According to Business Insider, the average American spends around $6,531 on a ring; that price doesn’t even begin to include other potential wedding-related costs. The graduating class of 2016 in the U.S. alone is burdened by a collective $1.5 trillion dollars in money owed from schooling. To put it simply, the young adults of today don’t have thousands tucked away to spend on a sparkly rock. The effects of the diamond industry have also become more apparent, particularly the soil erosion, deforestation, water-rerouting, and its resulting effects on the environment and its wildlife.
This is where people like artist Daan Roosegaarde come in with an option to remedy the diamond issue: the “smog free ring.” The “smog free ring” is a piece of jewelry containing thousands of gallons of smog that is sucked out of the polluted air from Beijing and Rotterdam, compressed, and then packed into a clear plastic case that is fashioned onto a ring. Were a person to somehow break open the casing and breathe in the fumes, according to the artist, the particles are apparently toxic enough to shorten a person's life expectancy by six to eight years. Romantic, right?
The ring, besides being just environmentally sustainable, only comes in at a whopping $290, therefore making it not just conflict free, but cheap. However, for the couples that don’t want to potentially risk the lives of their romantic partners, there is a sizeable following of people trying out other alternative methods like lab-grown diamonds (which are entirely similar to diamonds down to the atom, just created artificially above ground), gemstones, antique rings found in thrift stores, and even banded tattoos on the ring finger.

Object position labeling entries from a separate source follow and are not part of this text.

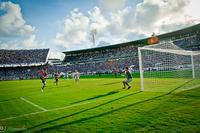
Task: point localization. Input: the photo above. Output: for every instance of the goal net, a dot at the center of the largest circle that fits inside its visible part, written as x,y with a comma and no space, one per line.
167,65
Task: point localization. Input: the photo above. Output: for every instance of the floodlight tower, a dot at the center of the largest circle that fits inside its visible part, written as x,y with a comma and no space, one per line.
93,34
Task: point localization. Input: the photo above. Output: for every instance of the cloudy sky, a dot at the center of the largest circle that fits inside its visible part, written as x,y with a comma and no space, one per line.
64,25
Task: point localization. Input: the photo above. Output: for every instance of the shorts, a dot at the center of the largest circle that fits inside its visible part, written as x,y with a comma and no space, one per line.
43,80
128,80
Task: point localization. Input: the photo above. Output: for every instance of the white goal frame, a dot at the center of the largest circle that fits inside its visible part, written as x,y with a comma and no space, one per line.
173,51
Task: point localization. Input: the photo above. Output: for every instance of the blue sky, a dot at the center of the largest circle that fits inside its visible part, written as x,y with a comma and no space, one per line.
64,25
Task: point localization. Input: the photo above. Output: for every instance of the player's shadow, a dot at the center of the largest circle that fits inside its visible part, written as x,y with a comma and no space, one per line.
112,83
98,96
83,110
102,114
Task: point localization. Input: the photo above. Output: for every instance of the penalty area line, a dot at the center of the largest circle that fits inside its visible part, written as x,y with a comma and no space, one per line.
37,106
61,108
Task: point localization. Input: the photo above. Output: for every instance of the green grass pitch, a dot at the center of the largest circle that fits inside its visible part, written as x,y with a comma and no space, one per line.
99,105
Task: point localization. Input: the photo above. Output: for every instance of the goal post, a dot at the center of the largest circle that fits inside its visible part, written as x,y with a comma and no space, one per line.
167,64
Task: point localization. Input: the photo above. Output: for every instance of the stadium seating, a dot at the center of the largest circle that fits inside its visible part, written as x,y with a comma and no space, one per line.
22,64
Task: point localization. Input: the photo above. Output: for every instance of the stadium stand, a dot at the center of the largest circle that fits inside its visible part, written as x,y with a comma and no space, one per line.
22,64
116,57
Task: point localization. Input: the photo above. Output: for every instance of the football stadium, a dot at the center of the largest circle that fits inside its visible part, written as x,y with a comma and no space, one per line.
144,85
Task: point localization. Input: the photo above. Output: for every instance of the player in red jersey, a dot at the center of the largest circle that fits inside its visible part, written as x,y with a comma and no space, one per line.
43,76
56,76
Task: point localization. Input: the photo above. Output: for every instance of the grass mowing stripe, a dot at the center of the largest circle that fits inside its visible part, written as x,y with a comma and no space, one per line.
69,106
73,105
37,106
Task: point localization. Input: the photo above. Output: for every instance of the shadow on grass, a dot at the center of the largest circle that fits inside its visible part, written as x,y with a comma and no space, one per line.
113,83
98,96
82,110
9,99
102,114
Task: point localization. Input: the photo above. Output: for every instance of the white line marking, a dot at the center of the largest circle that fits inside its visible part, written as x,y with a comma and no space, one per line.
55,109
74,105
37,106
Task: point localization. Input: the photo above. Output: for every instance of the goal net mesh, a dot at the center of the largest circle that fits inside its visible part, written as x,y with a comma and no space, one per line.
167,66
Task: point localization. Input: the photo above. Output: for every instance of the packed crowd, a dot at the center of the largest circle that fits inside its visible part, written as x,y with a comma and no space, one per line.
22,64
109,60
106,60
11,57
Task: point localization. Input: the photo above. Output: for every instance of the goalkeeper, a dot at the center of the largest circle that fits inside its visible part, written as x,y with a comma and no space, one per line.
128,78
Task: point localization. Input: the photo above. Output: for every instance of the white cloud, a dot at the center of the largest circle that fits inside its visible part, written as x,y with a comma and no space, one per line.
12,22
74,31
112,5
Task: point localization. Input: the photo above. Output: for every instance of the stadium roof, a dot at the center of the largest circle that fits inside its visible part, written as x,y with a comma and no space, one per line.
140,42
25,57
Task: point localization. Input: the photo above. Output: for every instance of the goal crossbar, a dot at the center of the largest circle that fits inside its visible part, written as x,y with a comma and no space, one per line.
180,52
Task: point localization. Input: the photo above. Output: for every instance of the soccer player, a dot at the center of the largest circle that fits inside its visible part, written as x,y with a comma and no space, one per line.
128,78
76,76
43,76
56,76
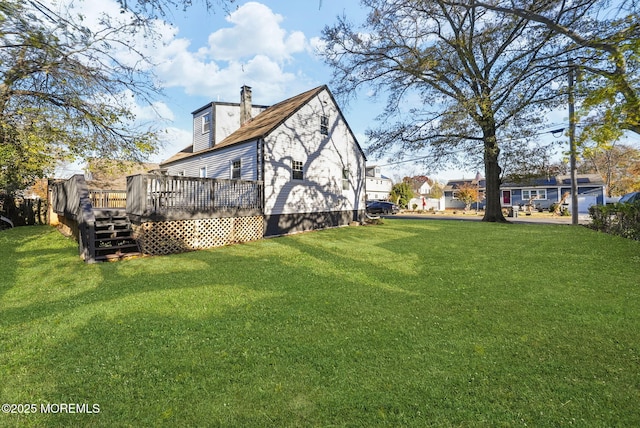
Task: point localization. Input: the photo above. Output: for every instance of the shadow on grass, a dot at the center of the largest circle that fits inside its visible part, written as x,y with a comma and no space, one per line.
337,327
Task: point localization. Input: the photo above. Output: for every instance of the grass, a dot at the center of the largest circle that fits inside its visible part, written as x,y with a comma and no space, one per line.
411,323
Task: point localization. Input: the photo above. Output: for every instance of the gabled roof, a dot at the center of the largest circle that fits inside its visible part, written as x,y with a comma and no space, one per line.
457,183
260,126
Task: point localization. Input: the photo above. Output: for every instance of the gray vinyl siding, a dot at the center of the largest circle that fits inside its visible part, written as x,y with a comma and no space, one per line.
218,163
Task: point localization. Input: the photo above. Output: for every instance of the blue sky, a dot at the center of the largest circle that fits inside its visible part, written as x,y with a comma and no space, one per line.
270,45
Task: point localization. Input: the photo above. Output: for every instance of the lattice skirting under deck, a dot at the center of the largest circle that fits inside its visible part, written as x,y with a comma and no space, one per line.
168,237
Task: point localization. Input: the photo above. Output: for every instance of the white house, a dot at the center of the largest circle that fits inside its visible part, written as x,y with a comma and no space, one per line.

While these options lack some of the glamor of a big glittery diamond, the appeal of alternative rings—even ones micro-compacted with pollution—is still apparent in the ring industry. De Beers, one of the biggest diamond producing industries in the world, has reportedly cut prices by 9% and reduced its projection goal in order to accommodate for falling diamond demand. Who knows, maybe years from now people getting down on a knee and proffering a ring made of pollutants will be the new norm? Maybe we’ll all be exchanging cool shells for someone’s hand in marriage. Whatever the case, the new era of marriage culture is looking a little diverse and environmentally sound.